Simone Kaho (born 1978) is a New Zealand poet of Tongan descent.

==Biography==
She was born in Auckland and received an MA in creative writing from the International Institute of Modern Letters at Victoria University of Wellington.

Her poetry has appeared in various journals including JAAM (Just Another Art Movement), Turbine and The Dominion Post. A performance poet, she has appeared in shows such as The Kerouac Effect and Poetry Live. In 2016, she published a collection of poetry Lucky Punch.
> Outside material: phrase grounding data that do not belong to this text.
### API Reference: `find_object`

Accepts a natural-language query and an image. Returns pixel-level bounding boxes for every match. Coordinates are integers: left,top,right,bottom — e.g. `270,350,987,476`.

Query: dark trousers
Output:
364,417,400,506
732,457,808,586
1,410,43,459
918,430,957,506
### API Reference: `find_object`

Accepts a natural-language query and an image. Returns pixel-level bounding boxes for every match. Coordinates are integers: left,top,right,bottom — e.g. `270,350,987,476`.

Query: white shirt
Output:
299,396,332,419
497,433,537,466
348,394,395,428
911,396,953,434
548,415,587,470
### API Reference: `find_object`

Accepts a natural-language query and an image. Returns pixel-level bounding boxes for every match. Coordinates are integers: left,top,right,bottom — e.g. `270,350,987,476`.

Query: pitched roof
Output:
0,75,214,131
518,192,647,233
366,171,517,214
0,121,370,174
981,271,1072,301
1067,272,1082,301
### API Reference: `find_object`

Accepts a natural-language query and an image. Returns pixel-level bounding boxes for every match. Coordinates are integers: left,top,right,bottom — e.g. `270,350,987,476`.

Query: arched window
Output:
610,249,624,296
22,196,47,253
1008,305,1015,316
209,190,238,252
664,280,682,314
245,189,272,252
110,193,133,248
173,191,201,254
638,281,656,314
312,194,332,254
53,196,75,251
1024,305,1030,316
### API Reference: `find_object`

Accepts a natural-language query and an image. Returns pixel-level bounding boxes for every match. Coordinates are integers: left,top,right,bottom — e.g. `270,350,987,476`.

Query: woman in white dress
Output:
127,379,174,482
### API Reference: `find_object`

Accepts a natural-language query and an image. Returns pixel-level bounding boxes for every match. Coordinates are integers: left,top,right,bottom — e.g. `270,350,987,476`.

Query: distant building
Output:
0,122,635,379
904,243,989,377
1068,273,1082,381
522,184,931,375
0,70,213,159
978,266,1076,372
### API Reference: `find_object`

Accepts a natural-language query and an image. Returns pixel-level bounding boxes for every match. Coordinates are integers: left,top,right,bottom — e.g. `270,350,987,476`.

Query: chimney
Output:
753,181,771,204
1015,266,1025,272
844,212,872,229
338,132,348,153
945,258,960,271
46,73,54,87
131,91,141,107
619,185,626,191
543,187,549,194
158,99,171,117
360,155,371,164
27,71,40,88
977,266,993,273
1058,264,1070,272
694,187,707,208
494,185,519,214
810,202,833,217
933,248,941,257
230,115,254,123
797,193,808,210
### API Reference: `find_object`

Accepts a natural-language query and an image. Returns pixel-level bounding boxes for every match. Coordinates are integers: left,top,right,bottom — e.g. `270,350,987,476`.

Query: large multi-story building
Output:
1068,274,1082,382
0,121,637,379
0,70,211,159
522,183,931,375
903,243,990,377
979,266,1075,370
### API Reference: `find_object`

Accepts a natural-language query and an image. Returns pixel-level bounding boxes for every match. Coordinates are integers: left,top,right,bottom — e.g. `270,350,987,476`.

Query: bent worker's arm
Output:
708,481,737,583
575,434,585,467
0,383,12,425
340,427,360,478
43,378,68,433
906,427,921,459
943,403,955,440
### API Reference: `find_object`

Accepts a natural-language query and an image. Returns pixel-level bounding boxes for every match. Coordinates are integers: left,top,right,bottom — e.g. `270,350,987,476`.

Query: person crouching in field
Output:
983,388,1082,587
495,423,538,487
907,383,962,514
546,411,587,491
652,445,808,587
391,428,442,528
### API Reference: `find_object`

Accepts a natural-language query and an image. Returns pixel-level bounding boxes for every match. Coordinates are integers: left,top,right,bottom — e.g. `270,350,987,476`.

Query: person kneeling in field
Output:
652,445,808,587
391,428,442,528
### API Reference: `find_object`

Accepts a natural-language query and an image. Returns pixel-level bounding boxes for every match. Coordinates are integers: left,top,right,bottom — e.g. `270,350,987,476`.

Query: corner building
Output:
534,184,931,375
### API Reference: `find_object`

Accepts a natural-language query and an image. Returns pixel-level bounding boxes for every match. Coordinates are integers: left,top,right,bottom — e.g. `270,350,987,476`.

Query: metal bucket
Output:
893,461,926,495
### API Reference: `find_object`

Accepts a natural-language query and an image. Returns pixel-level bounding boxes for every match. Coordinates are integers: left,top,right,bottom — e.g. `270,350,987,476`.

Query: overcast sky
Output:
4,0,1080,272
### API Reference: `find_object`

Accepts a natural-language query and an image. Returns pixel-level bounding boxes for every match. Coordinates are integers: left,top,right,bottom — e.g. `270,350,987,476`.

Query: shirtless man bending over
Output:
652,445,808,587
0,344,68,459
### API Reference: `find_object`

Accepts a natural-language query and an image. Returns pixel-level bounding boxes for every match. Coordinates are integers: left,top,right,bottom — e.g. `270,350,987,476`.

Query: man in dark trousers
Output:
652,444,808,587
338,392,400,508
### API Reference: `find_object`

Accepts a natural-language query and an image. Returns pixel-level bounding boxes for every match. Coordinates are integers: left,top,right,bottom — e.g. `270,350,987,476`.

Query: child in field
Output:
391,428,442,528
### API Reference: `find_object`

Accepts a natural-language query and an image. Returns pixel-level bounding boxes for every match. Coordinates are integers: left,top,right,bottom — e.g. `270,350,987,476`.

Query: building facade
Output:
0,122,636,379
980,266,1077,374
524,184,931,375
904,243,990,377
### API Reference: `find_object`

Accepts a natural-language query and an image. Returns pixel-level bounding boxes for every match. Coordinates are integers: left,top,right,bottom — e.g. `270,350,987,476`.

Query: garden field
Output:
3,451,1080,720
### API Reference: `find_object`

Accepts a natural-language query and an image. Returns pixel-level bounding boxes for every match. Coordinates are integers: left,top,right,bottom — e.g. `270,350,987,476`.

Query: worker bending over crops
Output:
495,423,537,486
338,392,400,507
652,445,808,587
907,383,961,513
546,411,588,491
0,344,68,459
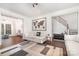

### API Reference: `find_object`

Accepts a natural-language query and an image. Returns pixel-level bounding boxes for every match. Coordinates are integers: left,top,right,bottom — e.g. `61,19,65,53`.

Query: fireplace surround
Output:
36,32,41,36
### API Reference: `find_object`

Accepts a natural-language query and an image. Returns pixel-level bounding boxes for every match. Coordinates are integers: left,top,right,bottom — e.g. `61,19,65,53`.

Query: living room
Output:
0,3,79,56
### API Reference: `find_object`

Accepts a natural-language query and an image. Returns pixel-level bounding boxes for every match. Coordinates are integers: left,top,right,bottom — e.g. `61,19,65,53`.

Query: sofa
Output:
24,32,47,43
65,35,79,56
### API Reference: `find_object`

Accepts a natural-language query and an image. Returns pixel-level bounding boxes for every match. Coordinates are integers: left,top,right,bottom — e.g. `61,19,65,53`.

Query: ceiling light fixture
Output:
32,3,38,7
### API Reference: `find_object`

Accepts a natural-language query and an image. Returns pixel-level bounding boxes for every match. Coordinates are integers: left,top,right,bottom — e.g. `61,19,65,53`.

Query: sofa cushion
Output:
65,35,79,55
64,35,77,41
65,40,79,56
74,35,79,43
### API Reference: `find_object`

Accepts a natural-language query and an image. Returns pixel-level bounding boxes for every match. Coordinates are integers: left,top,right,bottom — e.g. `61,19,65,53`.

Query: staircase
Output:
53,16,69,34
55,16,68,27
53,16,78,35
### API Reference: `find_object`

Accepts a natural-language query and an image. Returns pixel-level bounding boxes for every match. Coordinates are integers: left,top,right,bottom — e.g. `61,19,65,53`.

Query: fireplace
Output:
53,34,64,40
36,32,41,36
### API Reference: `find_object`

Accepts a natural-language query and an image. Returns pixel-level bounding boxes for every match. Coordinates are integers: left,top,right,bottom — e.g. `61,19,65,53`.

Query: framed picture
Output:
32,17,47,31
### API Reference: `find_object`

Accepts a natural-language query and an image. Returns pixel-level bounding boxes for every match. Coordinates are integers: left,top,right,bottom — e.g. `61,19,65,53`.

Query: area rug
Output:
1,41,63,56
40,47,50,55
19,41,30,46
23,43,63,56
10,50,28,56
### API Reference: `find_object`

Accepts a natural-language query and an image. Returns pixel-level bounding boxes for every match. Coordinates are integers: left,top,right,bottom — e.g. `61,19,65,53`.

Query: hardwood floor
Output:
1,36,23,49
1,37,67,56
43,39,67,56
53,40,67,56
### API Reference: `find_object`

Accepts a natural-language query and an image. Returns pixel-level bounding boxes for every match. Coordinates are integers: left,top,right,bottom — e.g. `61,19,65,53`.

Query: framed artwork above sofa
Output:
32,17,47,31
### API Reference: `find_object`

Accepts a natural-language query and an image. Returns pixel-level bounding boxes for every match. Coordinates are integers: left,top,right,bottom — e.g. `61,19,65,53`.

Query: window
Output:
1,24,12,35
1,24,4,35
6,24,11,34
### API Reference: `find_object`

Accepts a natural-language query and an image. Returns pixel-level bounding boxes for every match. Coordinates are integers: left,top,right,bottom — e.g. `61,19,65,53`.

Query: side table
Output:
46,34,52,45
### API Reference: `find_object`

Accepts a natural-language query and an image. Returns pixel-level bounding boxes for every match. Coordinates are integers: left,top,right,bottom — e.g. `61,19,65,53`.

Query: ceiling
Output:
0,3,79,17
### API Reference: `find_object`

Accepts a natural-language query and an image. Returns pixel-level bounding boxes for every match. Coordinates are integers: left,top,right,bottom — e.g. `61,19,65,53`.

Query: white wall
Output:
23,17,32,38
14,19,23,34
31,15,52,37
0,7,33,40
0,6,79,43
61,12,78,30
30,6,79,37
0,16,23,36
52,19,67,34
0,8,25,46
52,12,78,34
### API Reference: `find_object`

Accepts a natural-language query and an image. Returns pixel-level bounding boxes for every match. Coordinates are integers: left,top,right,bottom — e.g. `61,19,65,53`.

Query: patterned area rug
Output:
40,47,50,55
1,41,63,56
10,50,28,56
23,42,63,56
20,41,30,46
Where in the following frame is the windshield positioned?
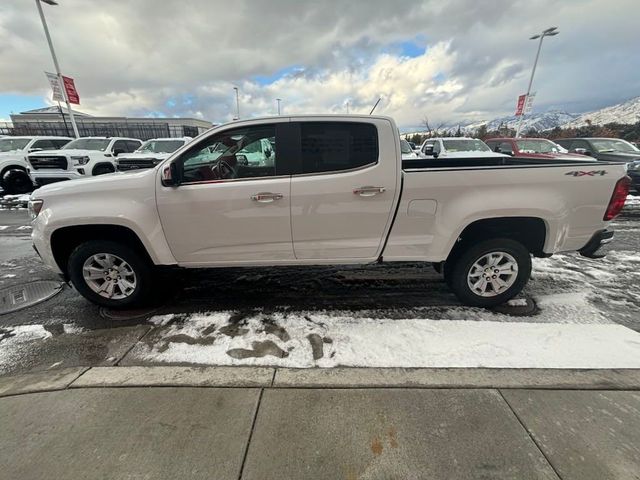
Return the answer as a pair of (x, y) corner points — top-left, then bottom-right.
(516, 139), (561, 154)
(63, 138), (111, 151)
(137, 139), (185, 154)
(400, 139), (413, 154)
(0, 138), (30, 152)
(442, 139), (491, 152)
(591, 139), (639, 153)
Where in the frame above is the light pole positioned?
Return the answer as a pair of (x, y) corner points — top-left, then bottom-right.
(276, 98), (281, 115)
(35, 0), (79, 138)
(514, 26), (559, 138)
(233, 87), (240, 120)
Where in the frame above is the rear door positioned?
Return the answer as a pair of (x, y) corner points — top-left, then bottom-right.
(289, 118), (399, 260)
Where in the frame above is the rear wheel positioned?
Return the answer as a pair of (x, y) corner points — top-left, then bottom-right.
(1, 168), (33, 194)
(446, 238), (531, 307)
(68, 240), (152, 308)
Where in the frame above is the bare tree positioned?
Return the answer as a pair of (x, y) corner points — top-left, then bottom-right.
(421, 115), (432, 136)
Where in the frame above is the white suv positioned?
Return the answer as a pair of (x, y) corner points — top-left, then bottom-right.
(28, 137), (142, 187)
(116, 137), (192, 171)
(0, 136), (72, 193)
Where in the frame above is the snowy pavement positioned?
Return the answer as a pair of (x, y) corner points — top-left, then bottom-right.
(0, 196), (639, 374)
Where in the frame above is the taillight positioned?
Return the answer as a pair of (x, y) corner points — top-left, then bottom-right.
(603, 176), (631, 221)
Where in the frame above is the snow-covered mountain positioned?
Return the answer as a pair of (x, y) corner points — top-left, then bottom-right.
(459, 110), (578, 134)
(560, 96), (640, 129)
(401, 96), (640, 137)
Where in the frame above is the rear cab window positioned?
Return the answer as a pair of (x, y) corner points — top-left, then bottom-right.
(299, 122), (378, 174)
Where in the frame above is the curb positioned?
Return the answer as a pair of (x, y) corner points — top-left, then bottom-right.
(2, 366), (640, 398)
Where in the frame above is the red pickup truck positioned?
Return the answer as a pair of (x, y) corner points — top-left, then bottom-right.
(485, 138), (592, 161)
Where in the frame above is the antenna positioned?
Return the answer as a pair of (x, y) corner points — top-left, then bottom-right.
(369, 97), (381, 115)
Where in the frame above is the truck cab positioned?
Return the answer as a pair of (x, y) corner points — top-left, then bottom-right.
(0, 136), (72, 194)
(28, 136), (142, 186)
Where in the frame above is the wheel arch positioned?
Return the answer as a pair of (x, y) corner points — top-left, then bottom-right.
(447, 216), (548, 261)
(50, 224), (154, 274)
(91, 162), (116, 175)
(1, 163), (28, 178)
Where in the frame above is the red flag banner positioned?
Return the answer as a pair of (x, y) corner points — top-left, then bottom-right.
(515, 94), (526, 116)
(62, 75), (80, 104)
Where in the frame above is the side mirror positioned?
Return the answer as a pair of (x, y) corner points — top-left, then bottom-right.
(113, 148), (125, 157)
(424, 146), (434, 156)
(573, 148), (589, 156)
(161, 162), (181, 187)
(236, 154), (248, 166)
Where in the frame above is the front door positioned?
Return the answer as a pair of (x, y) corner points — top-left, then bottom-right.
(156, 122), (293, 265)
(290, 120), (399, 260)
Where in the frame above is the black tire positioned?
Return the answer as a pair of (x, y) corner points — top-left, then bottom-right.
(68, 240), (152, 309)
(92, 164), (115, 176)
(1, 168), (33, 194)
(446, 238), (532, 308)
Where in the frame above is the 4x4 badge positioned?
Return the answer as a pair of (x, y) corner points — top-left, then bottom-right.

The New Zealand Book Council included Lucky Punch on their list of "21 new Kiwi books we can’t wait to read". Her second collection, Heal!, explores the PTSD she developed after an assault and was published in 2022.

Kaho was included in the 20/20 Collection published by the New Zealand Book Awards Trust, her work having been selected by poet Paula Green. In 2022, she was chosen by Creative New Zealand as the 2022 Emerging Pasifika Writer in Residence at Victoria University of Wellington, which she used to write non-fiction about identity, the colonisation of New Zealand, and the Pacific diaspora. In 2025 she was the recipient of the Fulbright New Zealand and Creative New Zealand Pacific Writer’s Residency at the University of Hawai'i.